I agree with Bernie Sanders, at least to a point. It is lamentable how students are expected to pay back an average of almost $40,000 in debt after they graduate from college. Frankly, it might be a good idea to cancel it, and if the money can be raised from Wall Street, well, so much the better.
Yes, I know the conservative arguments against this move. Does it not penalize people who have paid off their debts? It makes no difference to them. Should conservatives oppose the cutting of regressive taxes because people have already been paying them? A more challenging argument was made in a blunt form by Matt Walsh:
‘I guess I’m meant to cry tears of sympathy for all of these college grads with student loan debt. Somehow I just can’t muster a single tear. You chose to sign that dotted line. Nobody put a gun to your head. Fulfill your obligations and stop whining about it, for God’s sake.’
You can see the moral logic here.
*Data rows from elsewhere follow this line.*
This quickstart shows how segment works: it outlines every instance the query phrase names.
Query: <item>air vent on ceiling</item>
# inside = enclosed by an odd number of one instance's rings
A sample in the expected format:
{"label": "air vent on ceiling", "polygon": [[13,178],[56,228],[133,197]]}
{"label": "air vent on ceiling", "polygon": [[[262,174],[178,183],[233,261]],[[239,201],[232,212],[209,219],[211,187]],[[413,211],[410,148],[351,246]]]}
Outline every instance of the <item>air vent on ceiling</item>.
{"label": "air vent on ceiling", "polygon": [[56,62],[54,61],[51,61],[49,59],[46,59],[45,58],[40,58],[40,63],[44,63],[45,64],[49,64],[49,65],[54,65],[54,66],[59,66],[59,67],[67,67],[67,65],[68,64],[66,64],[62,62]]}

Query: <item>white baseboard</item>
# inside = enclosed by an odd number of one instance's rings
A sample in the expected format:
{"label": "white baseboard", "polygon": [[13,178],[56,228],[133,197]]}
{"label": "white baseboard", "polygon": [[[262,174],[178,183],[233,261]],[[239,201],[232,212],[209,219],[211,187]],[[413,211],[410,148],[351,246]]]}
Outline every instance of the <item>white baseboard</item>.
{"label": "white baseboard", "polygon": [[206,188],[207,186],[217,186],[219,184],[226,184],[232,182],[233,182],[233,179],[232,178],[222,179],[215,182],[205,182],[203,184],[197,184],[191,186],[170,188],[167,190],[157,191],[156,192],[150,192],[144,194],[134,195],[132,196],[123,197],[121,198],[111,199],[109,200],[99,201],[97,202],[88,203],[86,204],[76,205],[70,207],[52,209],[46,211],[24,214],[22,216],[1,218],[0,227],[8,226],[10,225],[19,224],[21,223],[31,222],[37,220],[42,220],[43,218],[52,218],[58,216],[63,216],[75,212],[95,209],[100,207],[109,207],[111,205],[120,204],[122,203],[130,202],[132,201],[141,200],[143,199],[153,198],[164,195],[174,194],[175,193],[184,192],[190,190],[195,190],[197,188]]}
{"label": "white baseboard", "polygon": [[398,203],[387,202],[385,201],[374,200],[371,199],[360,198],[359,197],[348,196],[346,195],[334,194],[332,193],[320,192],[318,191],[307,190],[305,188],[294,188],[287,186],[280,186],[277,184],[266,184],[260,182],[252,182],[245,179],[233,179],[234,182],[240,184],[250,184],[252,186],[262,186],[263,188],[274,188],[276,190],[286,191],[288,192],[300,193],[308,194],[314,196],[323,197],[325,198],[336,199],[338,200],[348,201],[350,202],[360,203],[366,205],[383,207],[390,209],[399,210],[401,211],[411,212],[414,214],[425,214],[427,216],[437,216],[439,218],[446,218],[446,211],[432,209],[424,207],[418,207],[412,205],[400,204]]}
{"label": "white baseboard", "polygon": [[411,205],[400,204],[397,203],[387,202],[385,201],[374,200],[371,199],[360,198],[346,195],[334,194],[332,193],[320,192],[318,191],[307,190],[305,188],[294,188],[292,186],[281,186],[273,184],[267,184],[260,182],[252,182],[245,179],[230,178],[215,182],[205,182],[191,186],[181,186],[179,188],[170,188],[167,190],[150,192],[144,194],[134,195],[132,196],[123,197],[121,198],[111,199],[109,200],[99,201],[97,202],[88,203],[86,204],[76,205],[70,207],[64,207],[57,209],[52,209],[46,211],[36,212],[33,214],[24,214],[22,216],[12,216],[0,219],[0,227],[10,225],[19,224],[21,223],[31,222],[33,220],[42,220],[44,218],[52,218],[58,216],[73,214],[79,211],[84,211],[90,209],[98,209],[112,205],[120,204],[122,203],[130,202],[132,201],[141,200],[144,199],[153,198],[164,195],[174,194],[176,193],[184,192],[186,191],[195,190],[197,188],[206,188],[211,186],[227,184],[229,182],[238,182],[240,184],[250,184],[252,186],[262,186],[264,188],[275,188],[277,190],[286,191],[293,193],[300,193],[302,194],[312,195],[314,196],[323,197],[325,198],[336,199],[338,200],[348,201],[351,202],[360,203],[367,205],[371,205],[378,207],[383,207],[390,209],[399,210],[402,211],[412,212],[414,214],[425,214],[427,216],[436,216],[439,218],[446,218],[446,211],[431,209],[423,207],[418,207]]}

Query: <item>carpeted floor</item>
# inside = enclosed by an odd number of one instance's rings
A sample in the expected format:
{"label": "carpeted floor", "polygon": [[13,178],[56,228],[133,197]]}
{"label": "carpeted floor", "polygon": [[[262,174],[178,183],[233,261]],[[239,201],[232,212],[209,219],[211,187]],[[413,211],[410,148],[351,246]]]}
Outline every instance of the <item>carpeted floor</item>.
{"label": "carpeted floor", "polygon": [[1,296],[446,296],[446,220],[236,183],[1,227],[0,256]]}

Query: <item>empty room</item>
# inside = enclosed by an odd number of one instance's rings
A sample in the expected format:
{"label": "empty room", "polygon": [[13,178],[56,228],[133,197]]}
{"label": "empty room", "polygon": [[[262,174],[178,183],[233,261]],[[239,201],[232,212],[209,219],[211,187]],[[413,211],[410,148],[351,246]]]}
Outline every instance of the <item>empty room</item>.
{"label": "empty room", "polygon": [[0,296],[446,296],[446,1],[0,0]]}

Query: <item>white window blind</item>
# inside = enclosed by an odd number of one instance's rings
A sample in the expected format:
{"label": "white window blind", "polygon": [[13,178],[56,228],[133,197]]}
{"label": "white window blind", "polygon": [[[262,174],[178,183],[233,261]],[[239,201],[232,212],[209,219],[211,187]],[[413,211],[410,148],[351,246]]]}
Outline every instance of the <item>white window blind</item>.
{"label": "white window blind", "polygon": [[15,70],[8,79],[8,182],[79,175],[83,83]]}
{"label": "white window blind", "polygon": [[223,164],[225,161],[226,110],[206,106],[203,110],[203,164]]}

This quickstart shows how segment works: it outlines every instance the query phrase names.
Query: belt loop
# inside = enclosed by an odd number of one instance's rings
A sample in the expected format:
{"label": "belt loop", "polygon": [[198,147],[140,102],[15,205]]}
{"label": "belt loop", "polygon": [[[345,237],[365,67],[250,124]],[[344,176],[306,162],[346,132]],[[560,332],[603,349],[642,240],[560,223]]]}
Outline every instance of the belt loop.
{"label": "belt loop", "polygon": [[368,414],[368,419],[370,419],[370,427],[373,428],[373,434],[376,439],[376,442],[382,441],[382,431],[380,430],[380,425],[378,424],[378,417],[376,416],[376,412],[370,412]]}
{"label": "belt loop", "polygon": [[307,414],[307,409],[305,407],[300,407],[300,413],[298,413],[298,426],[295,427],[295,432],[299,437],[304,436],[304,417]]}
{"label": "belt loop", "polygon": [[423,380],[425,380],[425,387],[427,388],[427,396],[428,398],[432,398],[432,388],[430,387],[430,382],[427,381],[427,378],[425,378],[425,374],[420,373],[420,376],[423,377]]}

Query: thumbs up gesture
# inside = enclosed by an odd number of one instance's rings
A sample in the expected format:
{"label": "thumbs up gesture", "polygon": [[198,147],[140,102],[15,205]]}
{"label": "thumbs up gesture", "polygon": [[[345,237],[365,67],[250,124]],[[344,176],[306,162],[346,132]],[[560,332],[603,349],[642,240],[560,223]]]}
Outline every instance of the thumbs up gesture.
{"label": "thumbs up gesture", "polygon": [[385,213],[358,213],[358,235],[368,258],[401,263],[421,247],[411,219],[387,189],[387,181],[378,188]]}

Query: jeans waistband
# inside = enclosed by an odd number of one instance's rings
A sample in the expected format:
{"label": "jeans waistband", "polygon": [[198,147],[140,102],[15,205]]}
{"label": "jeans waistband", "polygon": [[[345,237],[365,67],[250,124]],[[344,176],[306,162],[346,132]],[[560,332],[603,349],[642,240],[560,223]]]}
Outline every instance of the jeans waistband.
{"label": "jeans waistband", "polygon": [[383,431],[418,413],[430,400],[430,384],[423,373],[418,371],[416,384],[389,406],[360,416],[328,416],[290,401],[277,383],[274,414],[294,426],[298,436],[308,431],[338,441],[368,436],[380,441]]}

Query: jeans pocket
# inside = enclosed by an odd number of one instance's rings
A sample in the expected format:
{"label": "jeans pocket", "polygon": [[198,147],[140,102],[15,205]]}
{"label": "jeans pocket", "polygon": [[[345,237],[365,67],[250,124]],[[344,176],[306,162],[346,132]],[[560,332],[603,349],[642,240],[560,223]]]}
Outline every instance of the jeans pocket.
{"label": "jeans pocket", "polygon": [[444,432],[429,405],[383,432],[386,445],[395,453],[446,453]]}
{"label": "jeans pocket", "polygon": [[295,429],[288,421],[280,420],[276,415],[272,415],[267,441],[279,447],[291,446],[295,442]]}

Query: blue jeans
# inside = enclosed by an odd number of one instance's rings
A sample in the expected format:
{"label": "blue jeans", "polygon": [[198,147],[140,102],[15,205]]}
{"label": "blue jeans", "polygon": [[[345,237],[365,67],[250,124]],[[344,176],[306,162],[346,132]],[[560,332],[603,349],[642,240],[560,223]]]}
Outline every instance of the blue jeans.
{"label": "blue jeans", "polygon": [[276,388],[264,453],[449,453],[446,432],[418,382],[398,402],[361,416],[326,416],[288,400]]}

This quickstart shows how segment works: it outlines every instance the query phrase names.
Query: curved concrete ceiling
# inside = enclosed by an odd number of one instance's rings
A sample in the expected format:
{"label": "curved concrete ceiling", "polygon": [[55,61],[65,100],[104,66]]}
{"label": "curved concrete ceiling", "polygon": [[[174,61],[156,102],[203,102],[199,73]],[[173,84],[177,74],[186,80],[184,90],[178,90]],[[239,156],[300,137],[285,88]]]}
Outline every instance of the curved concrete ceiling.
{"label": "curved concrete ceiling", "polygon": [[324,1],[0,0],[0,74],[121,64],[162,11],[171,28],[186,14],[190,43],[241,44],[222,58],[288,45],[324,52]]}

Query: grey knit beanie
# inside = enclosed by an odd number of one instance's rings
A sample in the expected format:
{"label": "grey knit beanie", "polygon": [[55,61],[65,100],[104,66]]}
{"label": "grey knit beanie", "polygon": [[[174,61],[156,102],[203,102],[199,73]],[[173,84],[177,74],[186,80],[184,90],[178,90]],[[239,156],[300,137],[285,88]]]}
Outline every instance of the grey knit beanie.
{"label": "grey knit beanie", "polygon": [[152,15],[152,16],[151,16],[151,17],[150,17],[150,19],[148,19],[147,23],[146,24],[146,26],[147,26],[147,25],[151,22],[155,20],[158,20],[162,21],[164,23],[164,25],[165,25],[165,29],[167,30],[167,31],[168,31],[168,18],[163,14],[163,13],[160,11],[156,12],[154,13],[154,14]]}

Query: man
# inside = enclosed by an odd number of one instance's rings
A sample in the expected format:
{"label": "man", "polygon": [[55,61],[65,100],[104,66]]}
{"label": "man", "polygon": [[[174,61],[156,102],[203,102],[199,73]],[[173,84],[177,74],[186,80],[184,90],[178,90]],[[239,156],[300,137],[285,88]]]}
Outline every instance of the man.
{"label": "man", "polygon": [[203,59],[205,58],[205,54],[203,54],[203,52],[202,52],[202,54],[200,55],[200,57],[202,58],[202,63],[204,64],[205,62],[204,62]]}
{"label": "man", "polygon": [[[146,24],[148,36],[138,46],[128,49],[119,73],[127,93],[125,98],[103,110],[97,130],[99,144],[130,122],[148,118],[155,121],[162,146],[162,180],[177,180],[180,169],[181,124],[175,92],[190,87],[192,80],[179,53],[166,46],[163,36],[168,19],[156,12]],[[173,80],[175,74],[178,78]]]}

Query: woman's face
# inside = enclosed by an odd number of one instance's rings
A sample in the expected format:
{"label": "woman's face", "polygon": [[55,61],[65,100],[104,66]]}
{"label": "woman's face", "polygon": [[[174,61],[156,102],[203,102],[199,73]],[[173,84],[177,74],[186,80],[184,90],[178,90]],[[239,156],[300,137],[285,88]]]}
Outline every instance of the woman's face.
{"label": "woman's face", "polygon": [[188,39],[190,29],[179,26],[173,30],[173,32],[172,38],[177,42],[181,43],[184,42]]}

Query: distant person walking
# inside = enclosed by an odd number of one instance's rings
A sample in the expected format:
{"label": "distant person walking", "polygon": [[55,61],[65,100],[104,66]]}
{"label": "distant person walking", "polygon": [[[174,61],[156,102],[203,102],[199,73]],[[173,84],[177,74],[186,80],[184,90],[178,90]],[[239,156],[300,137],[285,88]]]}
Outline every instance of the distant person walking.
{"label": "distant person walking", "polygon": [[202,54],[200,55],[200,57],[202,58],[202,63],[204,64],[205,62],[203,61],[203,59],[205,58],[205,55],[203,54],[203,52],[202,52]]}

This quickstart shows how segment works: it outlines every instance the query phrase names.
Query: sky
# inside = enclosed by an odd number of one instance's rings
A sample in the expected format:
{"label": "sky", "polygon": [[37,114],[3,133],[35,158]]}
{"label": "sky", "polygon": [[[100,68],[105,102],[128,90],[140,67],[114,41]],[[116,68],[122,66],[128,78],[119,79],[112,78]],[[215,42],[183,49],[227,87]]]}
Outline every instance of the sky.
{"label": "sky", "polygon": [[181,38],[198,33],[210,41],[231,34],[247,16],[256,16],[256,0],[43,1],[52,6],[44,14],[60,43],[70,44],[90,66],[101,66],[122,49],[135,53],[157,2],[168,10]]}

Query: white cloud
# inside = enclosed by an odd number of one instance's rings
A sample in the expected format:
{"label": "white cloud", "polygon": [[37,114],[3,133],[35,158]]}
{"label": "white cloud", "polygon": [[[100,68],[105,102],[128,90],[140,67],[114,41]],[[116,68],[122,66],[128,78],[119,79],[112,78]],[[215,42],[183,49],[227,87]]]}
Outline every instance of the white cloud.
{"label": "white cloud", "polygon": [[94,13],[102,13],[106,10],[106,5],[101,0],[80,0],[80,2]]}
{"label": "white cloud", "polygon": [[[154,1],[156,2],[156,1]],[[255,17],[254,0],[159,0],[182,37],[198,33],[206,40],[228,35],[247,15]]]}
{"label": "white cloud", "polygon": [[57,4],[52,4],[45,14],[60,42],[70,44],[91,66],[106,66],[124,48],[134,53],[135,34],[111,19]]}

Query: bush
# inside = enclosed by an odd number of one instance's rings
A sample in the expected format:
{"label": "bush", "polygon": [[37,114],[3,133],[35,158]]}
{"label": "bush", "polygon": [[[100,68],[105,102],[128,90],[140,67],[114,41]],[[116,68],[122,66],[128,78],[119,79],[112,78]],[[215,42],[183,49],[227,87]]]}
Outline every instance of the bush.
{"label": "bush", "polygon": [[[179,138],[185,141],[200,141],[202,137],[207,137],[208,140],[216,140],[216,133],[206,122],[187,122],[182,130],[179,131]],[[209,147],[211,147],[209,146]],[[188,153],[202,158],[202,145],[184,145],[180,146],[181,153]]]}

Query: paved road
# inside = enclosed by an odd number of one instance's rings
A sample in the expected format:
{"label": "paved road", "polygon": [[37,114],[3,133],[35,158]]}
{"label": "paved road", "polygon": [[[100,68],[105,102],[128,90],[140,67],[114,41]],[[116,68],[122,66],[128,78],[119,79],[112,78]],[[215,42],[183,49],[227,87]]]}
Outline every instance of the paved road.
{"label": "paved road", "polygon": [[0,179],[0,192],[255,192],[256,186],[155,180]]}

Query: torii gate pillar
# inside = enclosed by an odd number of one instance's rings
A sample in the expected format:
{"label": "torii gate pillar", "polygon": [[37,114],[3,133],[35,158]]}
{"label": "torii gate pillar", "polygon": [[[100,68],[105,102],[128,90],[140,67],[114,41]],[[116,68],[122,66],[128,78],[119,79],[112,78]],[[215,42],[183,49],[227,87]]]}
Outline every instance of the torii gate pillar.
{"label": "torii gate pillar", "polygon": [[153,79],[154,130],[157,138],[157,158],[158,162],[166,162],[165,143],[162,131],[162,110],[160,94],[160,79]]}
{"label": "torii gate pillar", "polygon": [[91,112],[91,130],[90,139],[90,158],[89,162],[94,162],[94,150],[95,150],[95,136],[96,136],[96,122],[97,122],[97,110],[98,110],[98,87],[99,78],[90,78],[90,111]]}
Unlike Bernie Sanders, I do not think people have a ‘right’ to free university education, and I am certain some people have spent irresponsibly rather than paying off their student loans. But in their defense, how were kids to know how much interest on those loans would boom? More significantly, why should kids have been expected to anticipate the creeping rise of credentialism?
Sanders’s idea has its limits, naturally. First, he appears to have that classic left-wing attitude that a free service is a good service. Sometimes this is true, but only up to a point. I appreciate the British National Health Service being free at the point of use, for example, but it has a fairly mediocre record when compared with other Western countries, on such important matters as avoiding preventable deaths.
One problem with the university system, regardless of its costs, is that its value has been overstated. Student enrollment has been climbing for decades, and, despite a small dip since 2010, is projected to increase in the 2020s. This rise was driven by a mixture of egalitarianism and material self-interest. Cultural and political elites assumed if rich, successful people like them had enjoyed the blessings of an extended academic education, far more people should do so. This had the happy and perhaps not entirely coincidental side-effect of enriching universities.
For all the noble intentions that might have driven this phenomenon, and the valuable results that it has yielded, it has had disturbing excesses. As George Leef wrote in ‘The Overselling of Higher Education’, it has led to ‘credential inflation’ as employers have responded:
‘…by using the possession of a college degree as a screening device. Few jobs demand such a high level of knowledge and skill that they cannot be performed by individuals with a sound basic education, but many employers now decline to consider high school graduates since there is such a large pool of college graduates available.’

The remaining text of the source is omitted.